Depuis longtemps, on comprenait très bien que la promesse britannique d’une « patrie nationale juive » constituait une menace existentielle. Les adultes en parlaient tout le temps et nous, enfants, nous les entendions et partagions leurs craintes et leurs angoisses.
Tout au long du Mandat britannique, les gens ont soutenu la résistance à la colonisation sioniste de la Palestine, et plus particulièrement au cours de la révolte palestinienne de 1936-1939, que les Britanniques allaient réprimer avec une violence horrible.

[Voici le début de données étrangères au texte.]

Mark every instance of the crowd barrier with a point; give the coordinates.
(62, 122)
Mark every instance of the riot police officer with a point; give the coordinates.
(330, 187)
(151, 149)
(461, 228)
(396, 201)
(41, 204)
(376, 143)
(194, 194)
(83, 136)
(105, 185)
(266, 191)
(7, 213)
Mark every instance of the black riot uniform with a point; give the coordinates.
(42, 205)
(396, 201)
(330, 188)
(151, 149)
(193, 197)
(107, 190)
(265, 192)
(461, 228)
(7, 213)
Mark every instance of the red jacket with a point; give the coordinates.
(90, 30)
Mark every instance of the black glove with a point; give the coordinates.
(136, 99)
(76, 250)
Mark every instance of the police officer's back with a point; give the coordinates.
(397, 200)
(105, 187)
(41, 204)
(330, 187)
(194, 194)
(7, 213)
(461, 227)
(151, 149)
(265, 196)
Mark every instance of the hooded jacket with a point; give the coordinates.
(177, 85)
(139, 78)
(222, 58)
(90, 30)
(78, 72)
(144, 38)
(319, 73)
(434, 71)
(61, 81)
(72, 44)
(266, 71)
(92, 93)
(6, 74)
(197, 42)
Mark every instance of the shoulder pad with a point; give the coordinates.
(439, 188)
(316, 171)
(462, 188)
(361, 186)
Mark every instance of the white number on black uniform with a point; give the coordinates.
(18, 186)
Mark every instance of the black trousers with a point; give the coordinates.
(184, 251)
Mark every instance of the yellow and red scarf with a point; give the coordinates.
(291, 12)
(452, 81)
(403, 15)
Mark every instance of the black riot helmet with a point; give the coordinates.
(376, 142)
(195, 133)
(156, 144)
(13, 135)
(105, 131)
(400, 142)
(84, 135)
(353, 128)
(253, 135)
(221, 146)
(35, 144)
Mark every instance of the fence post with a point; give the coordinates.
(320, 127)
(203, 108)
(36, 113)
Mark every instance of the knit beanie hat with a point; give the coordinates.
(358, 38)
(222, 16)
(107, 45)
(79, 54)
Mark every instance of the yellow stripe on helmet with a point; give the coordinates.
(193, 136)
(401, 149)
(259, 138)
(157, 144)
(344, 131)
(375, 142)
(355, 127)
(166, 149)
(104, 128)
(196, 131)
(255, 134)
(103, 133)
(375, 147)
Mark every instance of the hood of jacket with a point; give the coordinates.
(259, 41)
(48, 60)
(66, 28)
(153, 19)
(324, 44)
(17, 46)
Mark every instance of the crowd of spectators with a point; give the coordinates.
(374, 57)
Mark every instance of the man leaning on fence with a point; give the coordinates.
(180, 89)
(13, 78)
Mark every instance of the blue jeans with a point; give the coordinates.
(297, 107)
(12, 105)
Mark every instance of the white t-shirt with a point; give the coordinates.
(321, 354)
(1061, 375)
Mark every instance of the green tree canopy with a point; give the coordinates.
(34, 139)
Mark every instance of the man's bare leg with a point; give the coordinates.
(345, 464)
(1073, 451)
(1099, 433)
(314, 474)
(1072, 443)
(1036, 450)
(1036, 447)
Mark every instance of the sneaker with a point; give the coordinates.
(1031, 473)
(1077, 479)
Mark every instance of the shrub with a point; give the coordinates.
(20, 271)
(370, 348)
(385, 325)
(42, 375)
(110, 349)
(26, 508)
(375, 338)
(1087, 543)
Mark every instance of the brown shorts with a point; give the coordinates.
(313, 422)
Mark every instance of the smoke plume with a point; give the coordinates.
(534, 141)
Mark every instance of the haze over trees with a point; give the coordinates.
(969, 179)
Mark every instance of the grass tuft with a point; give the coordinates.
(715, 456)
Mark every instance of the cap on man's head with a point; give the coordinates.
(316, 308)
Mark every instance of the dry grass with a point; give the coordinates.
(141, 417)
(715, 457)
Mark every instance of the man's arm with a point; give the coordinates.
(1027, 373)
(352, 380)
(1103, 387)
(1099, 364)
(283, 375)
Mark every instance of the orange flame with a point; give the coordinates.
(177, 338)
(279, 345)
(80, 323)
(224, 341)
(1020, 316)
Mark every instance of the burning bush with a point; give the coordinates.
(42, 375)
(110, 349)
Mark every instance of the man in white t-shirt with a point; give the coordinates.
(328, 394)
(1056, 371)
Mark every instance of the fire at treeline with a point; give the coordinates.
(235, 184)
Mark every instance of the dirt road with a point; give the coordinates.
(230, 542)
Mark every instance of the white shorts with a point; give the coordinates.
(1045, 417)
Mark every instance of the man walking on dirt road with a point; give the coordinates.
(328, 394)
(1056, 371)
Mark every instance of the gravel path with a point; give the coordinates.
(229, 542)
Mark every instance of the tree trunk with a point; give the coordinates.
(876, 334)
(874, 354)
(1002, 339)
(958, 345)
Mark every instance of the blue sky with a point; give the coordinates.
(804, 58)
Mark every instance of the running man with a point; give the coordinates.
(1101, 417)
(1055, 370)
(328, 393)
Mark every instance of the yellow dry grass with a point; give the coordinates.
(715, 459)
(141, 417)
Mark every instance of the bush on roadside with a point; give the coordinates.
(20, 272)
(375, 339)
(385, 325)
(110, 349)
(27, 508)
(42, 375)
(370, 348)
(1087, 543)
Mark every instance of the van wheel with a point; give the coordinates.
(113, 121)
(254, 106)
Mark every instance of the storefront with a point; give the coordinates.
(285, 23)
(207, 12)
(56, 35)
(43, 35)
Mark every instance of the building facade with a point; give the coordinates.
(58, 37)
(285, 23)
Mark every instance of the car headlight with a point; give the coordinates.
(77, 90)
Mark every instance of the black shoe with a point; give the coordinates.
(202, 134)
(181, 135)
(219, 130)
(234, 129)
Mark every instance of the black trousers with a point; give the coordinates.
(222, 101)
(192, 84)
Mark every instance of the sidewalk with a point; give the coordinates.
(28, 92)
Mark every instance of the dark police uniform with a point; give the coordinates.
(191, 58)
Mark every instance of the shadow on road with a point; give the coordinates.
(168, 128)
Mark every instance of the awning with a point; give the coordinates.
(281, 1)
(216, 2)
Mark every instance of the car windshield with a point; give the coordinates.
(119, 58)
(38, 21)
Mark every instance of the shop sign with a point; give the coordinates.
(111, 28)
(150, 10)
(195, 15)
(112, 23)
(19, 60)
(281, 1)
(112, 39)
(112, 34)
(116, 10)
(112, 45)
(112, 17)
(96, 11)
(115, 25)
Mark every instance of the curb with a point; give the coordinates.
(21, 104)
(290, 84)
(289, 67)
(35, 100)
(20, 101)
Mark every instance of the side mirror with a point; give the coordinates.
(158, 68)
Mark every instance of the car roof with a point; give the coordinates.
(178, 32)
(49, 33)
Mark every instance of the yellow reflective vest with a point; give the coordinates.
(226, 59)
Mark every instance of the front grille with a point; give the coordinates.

Mais, à la fin des années 1940, nous avons senti que le danger se rapprochait plus que jamais.
En novembre 1947, l’Assemblée générale des Nations unies adoptait un plan de partition qui octroyait plus de la moitié du pays aux colons juifs européens récemment débarqués, sans le moindre consentement de notre part et sans nous avoir consultés, nous, les autochtones de ce pays.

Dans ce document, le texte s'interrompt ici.